Para a americana, que conversou por telefone com a coluna, um fator que contribui para a ansiedade e o crescimento de uma autocrítica exagerada são as redes sociais, que enfraquecem vínculos verdadeiros: “Passamos muito tempo nos comunicando com estranhos e pouco tempo investindo em relações que realmente importam”, afirma. Essa prática, diz, pode também afetar a todos: “As pessoas olham para uma versão editada da vida dos outros nas redes sociais e a comparam com a sua vida real. E isso alimenta a vergonha”.

A seguir, os principais trechos da entrevista.

Em seu livro, você afirma que as “conexões” são a fonte de felicidade das relações. Como construir esses vínculos em tempos cibernéticos?

É muito importante não confundir comunicação e conexão. Facebook, Twitter, e-mails etc. nos ajudam na comunicação. Entretanto, essas ferramentas nem sempre ajudam a criar vínculos verdadeiros entre as pessoas. Relações de verdade exigem vulnerabilidade. Se, hipoteticamente, eu postar algo como “fui demitido do meu trabalho hoje” no meu Facebook, talvez dois ou três amigos comentem algo do tipo “que pena”, “sinto muito”, esse tipo de coisa. Agora, se eu for demitido e telefonar para alguém dizendo que estou passando por um momento muito difícil, isso vai exigir algo a mais dessa pessoa – vai exigir seu tempo, abertura emocional para escutar, atenção.

E qual a consequência disso?

O desafio é que construímos uma comunidade de pessoas com quem falamos o tempo todo, mas, se ficarmos doentes, ou perdermos nossos pais, tivermos problemas com filhos, são outras pessoas que virão em casa nos trazer sopa e dar um real apoio, entende? O perigo é que passamos muito tempo nos comunicando com estranhos e pouco tempo investindo nas relações que realmente importam.

Acredita que as redes sociais contribuem para o narcisismo?

A maioria das pessoas relaciona narcisismo com pessoas que acham que são melhores do que os outros. No entanto, isso não é verdade. A base do narcisismo está na vergonha. Alguém que só posta fotos filtradas e editadas de si mesmo acredita que essa versão irreal é a única capaz de ser aceita e amada. Na verdade, é mais um sinal de vergonha do que de narcisismo. Porque, quando esse indivíduo tiver de mostrar o “real”, será um problema. O outro conflito dessa situação é que olhamos para uma versão editada da vida de alguém e comparamos com nossa vida real. E isso também alimenta a vergonha.
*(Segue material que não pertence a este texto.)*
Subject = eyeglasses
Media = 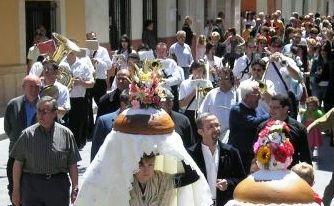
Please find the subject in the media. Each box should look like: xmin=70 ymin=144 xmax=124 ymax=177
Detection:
xmin=252 ymin=69 xmax=263 ymax=72
xmin=248 ymin=45 xmax=256 ymax=49
xmin=271 ymin=44 xmax=281 ymax=48
xmin=37 ymin=109 xmax=55 ymax=115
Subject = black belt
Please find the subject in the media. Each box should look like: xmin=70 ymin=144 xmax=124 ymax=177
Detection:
xmin=23 ymin=172 xmax=67 ymax=180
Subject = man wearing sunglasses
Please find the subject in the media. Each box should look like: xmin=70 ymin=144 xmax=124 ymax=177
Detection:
xmin=264 ymin=36 xmax=302 ymax=119
xmin=233 ymin=39 xmax=257 ymax=84
xmin=10 ymin=96 xmax=81 ymax=206
xmin=4 ymin=75 xmax=41 ymax=204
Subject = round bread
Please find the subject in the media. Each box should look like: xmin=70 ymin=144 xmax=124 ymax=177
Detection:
xmin=233 ymin=171 xmax=314 ymax=204
xmin=113 ymin=108 xmax=174 ymax=135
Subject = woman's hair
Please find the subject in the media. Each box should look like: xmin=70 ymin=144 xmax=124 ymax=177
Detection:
xmin=227 ymin=27 xmax=237 ymax=35
xmin=305 ymin=96 xmax=320 ymax=107
xmin=197 ymin=34 xmax=206 ymax=45
xmin=190 ymin=61 xmax=206 ymax=75
xmin=205 ymin=42 xmax=213 ymax=54
xmin=117 ymin=34 xmax=132 ymax=54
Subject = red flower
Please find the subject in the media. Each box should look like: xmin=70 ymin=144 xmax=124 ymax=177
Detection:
xmin=143 ymin=96 xmax=152 ymax=104
xmin=152 ymin=96 xmax=160 ymax=105
xmin=283 ymin=124 xmax=290 ymax=133
xmin=283 ymin=139 xmax=295 ymax=156
xmin=273 ymin=146 xmax=289 ymax=163
xmin=259 ymin=127 xmax=269 ymax=138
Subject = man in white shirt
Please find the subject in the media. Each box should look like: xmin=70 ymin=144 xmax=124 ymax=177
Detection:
xmin=169 ymin=30 xmax=194 ymax=79
xmin=264 ymin=36 xmax=302 ymax=118
xmin=42 ymin=60 xmax=71 ymax=119
xmin=188 ymin=113 xmax=246 ymax=206
xmin=66 ymin=52 xmax=94 ymax=149
xmin=156 ymin=42 xmax=184 ymax=111
xmin=199 ymin=68 xmax=240 ymax=143
xmin=233 ymin=39 xmax=257 ymax=84
xmin=86 ymin=32 xmax=112 ymax=105
xmin=179 ymin=61 xmax=209 ymax=142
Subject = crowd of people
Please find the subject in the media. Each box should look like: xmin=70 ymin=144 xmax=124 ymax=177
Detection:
xmin=4 ymin=10 xmax=334 ymax=206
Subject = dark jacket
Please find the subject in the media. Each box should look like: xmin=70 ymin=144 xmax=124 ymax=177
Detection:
xmin=228 ymin=103 xmax=269 ymax=173
xmin=188 ymin=142 xmax=246 ymax=206
xmin=170 ymin=111 xmax=195 ymax=148
xmin=97 ymin=89 xmax=121 ymax=117
xmin=4 ymin=95 xmax=37 ymax=151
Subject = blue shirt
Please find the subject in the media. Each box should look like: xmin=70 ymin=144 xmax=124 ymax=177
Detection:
xmin=24 ymin=97 xmax=36 ymax=127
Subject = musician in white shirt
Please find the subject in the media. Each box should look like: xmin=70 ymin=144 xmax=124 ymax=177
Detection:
xmin=156 ymin=42 xmax=183 ymax=111
xmin=66 ymin=52 xmax=94 ymax=148
xmin=179 ymin=61 xmax=206 ymax=141
xmin=199 ymin=68 xmax=241 ymax=143
xmin=233 ymin=39 xmax=257 ymax=84
xmin=86 ymin=32 xmax=112 ymax=105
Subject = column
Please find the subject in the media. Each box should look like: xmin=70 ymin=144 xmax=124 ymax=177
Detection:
xmin=64 ymin=0 xmax=86 ymax=45
xmin=233 ymin=0 xmax=241 ymax=34
xmin=294 ymin=0 xmax=305 ymax=15
xmin=328 ymin=0 xmax=334 ymax=16
xmin=85 ymin=0 xmax=109 ymax=43
xmin=256 ymin=0 xmax=267 ymax=14
xmin=0 ymin=0 xmax=26 ymax=106
xmin=282 ymin=0 xmax=293 ymax=22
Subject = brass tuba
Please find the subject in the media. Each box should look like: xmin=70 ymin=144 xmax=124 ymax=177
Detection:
xmin=51 ymin=33 xmax=80 ymax=91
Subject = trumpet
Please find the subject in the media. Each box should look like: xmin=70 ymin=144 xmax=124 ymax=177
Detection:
xmin=257 ymin=80 xmax=268 ymax=94
xmin=190 ymin=79 xmax=213 ymax=118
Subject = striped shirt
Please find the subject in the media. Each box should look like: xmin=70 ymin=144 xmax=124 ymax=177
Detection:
xmin=10 ymin=123 xmax=81 ymax=174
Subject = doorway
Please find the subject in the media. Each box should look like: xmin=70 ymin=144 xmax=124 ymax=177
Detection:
xmin=25 ymin=1 xmax=57 ymax=51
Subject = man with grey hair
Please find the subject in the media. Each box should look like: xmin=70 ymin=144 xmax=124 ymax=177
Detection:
xmin=228 ymin=81 xmax=269 ymax=174
xmin=10 ymin=96 xmax=81 ymax=206
xmin=188 ymin=113 xmax=246 ymax=206
xmin=169 ymin=30 xmax=194 ymax=79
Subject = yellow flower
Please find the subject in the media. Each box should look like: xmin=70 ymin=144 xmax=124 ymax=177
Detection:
xmin=256 ymin=146 xmax=271 ymax=165
xmin=139 ymin=72 xmax=151 ymax=82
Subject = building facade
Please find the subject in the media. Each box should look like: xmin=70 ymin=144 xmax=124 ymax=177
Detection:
xmin=0 ymin=0 xmax=334 ymax=106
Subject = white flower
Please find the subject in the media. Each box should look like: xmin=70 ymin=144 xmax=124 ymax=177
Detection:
xmin=268 ymin=132 xmax=282 ymax=144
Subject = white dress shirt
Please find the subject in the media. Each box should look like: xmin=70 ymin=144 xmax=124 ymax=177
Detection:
xmin=264 ymin=57 xmax=301 ymax=96
xmin=169 ymin=42 xmax=194 ymax=67
xmin=232 ymin=54 xmax=252 ymax=82
xmin=199 ymin=87 xmax=241 ymax=139
xmin=160 ymin=58 xmax=182 ymax=89
xmin=89 ymin=46 xmax=112 ymax=79
xmin=179 ymin=75 xmax=203 ymax=110
xmin=29 ymin=62 xmax=43 ymax=77
xmin=54 ymin=81 xmax=71 ymax=110
xmin=202 ymin=142 xmax=219 ymax=199
xmin=70 ymin=58 xmax=94 ymax=98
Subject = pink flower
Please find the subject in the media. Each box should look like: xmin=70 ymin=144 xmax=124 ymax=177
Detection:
xmin=131 ymin=99 xmax=140 ymax=109
xmin=253 ymin=141 xmax=261 ymax=153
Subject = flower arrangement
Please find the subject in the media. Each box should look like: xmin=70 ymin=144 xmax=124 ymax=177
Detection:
xmin=129 ymin=62 xmax=164 ymax=109
xmin=253 ymin=120 xmax=294 ymax=170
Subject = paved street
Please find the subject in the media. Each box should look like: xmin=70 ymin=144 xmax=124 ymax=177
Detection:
xmin=0 ymin=113 xmax=334 ymax=206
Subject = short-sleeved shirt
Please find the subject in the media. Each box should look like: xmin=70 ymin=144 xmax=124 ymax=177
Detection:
xmin=10 ymin=123 xmax=81 ymax=174
xmin=70 ymin=58 xmax=94 ymax=98
xmin=169 ymin=42 xmax=194 ymax=67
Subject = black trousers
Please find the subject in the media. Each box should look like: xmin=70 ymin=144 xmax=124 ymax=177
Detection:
xmin=6 ymin=157 xmax=15 ymax=201
xmin=68 ymin=97 xmax=88 ymax=149
xmin=171 ymin=85 xmax=180 ymax=112
xmin=92 ymin=79 xmax=107 ymax=106
xmin=184 ymin=110 xmax=202 ymax=143
xmin=21 ymin=173 xmax=71 ymax=206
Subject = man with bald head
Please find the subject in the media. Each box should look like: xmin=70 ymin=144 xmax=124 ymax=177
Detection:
xmin=97 ymin=69 xmax=130 ymax=117
xmin=4 ymin=75 xmax=41 ymax=203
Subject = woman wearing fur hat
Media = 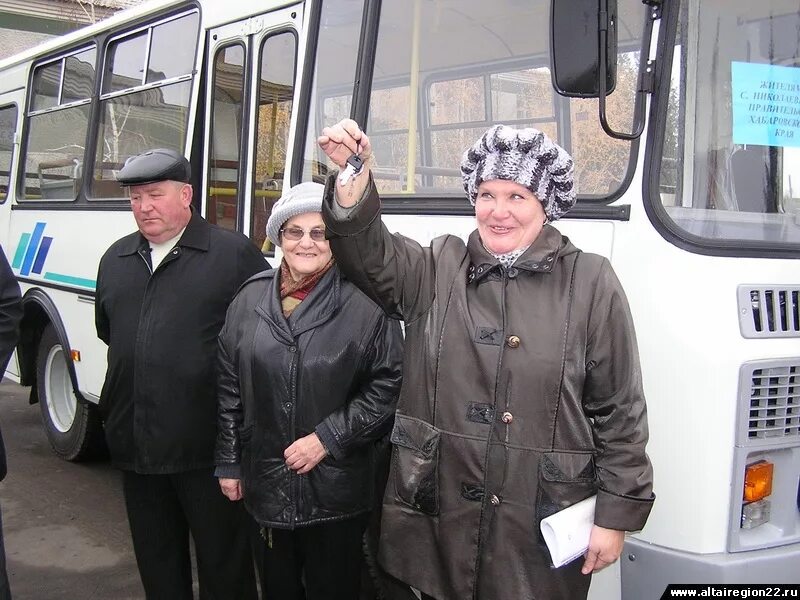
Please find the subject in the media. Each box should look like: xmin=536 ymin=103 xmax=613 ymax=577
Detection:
xmin=216 ymin=183 xmax=402 ymax=600
xmin=318 ymin=120 xmax=654 ymax=600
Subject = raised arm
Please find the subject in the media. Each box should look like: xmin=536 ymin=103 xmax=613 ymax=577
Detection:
xmin=318 ymin=119 xmax=435 ymax=322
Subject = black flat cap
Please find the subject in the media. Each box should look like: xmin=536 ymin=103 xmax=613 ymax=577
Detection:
xmin=117 ymin=148 xmax=192 ymax=186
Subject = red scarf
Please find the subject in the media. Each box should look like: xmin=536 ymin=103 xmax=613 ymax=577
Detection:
xmin=281 ymin=258 xmax=333 ymax=318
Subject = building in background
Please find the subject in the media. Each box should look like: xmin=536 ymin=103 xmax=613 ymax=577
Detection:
xmin=0 ymin=0 xmax=143 ymax=60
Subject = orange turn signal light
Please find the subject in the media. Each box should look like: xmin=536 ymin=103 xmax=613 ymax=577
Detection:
xmin=744 ymin=460 xmax=774 ymax=502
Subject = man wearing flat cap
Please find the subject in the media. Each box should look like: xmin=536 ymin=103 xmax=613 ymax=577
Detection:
xmin=95 ymin=149 xmax=269 ymax=600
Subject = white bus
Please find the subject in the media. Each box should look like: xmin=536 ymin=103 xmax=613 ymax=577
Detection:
xmin=0 ymin=0 xmax=800 ymax=600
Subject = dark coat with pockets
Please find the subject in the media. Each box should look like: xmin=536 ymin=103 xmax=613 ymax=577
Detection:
xmin=323 ymin=179 xmax=654 ymax=600
xmin=95 ymin=212 xmax=269 ymax=474
xmin=216 ymin=265 xmax=403 ymax=529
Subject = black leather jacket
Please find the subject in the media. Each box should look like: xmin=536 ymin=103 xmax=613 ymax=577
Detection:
xmin=216 ymin=266 xmax=402 ymax=528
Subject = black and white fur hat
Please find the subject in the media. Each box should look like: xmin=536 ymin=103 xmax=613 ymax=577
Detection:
xmin=461 ymin=125 xmax=576 ymax=221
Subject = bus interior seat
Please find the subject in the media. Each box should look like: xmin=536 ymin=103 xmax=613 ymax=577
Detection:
xmin=730 ymin=146 xmax=776 ymax=213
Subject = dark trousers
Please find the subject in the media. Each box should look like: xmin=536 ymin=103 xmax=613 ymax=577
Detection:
xmin=261 ymin=515 xmax=367 ymax=600
xmin=0 ymin=502 xmax=11 ymax=600
xmin=122 ymin=468 xmax=256 ymax=600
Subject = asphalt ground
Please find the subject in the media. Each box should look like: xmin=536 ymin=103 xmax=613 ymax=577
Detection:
xmin=0 ymin=380 xmax=144 ymax=600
Grande parte de sua pesquisa é baseada na vergonha. Como você acha que isso afeta nossa sociedade atualmente?

Existem três coisas que fazem a vergonha crescer: clandestinidade, silêncio e julgamento. Para superar a vergonha, temos de compartilhar nossas histórias. Não com todos ou qualquer um, mas com aqueles que merecem ouvi-las. Quem são essas pessoas? Aquelas em quem confiamos e que irão responder a nossas histórias com empatia e compaixão. Uma vez que a vergonha é tratada com supressão, ela cresce.

Você afirmou que a vergonha nunca é um sentimento bom e que pode ser a raiz de sentimentos e ações destrutivas.

Sim. Pesquisadores têm uma técnica para medir a vergonha nas pessoas. E, por meio dessas pesquisas, descobrimos que indivíduos que têm um alto índice de sentimento de vergonha podem ser violentos ou criminosos. Então, esse discurso de “você deveria ter vergonha do que fez” não é correto, porque a vergonha não é a cura, mas a causa de muitos problemas.

Acredita que sofremos de uma síndrome da meritocracia e é por isso que os indivíduos não estão preparados para lidar com as incertezas?

Esse papo de que a sociedade valoriza só quem é independente e não precisa de ninguém é um dos maiores mitos modernos. Durante minha pesquisa, entrevistei pessoas bem-sucedidas, desde grandes executivos até artistas. Todos falaram sobre o apoio e a ajuda que receberam até chegarem no auge. Então, quando temos vergonha de pedir ajuda a alguém, é porque inventamos uma história em nossa cabeça: pessoas de sucesso nunca precisaram de ajuda. E isso não é verdade.

Acha que isso vale também para a vida afetiva?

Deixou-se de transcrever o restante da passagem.